Chociaż nie oszukujmy się, Tommy to chodzący ideał który powinien być widoczny wszędzie gdzie tylko się da..te czarne włosy, kolczyk w brwi, tatuaże na szyi, dłoniach i brzuchu..to jest tak cholernie pociągające. Dalej nie mogę sobie przyswoić że naprawdę ją widziałam. Że to nie żaden sen. To się działo naprawdę. Spędziłam cholernie krótkie pół godziny w objęciach kobiety ideału. Dla mnie ideału. Dla innych zapewne byłaby zwykłym człowiekiem bez serca. Bo jednak nie oszukujmy się. Charakter Clarke wyróżnia się. Jest dominująca, chamska ale i delikatna we wszystkim co robi. Czując jej dotyk na sobie czułam dziwne poczucie bezpieczeństwa. Wiedziałam że nic mi nie zrobi, nie zrobi nic wobec mojej woli mimo swoich oczekiwań wobec mojej osoby. Po prostu czułam się najlepiej..oddałabym wszystko żeby cofnąć się do sobotniej nocy i znowu ją ujrzeć. Znowu poczuć jej zapach, dotyk, usta..cholernie popękane i suche ale delikatne i idealnie wpasowujące się w moje..chcę znowu poczuć tą woń papierosów i wody kolońskiej.

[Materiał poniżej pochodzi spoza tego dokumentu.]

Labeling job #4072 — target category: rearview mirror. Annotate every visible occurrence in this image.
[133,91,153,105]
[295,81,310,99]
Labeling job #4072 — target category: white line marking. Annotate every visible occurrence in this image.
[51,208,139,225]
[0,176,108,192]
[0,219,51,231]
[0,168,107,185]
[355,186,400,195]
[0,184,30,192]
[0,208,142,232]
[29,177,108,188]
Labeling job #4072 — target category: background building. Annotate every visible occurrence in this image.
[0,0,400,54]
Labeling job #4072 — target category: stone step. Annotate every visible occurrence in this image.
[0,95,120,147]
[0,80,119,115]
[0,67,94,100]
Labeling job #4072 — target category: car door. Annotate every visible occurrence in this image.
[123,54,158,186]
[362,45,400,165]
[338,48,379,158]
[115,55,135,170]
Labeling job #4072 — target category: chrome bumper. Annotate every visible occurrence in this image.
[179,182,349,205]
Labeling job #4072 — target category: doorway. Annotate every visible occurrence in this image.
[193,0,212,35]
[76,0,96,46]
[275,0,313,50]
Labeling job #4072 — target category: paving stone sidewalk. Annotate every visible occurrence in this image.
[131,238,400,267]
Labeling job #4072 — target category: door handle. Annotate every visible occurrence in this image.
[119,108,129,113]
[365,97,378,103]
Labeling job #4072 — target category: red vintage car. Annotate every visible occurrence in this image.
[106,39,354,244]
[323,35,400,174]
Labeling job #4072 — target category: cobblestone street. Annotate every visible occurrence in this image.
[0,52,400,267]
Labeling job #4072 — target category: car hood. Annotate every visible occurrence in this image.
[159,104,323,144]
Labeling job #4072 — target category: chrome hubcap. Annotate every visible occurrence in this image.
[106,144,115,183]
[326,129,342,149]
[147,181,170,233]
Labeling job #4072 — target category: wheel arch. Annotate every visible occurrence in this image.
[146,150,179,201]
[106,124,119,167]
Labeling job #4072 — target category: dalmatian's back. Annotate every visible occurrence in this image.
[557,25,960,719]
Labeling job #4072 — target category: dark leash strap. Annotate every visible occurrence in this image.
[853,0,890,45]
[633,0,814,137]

Chcę poczuć jej umięśnione ramiona wokół mnie, jej dłonie na mojej talii..te idealne dłonie..pokryte tatuażami i pierścionkami. Nigdy nie sądziłam że widząc osobę pierwszy raz w życiu da się zapamiętać aż tyle detali. A jednak. Jeśli chodzi o nią to nawet jakby obudzili mnie o północy ja bym opisała każdy pojedynczy tatuaż na jej ciele. Kolor oczu. W co była ubrana. Wyrecytuje też jej każde słowo. To jak nazywała mnie księżniczką..myślałam że się rozpłynę w tamtym momencie..to tak seksownie brzmiało z jej ust..Jej pełnych i idealnie pasujących do moich ust...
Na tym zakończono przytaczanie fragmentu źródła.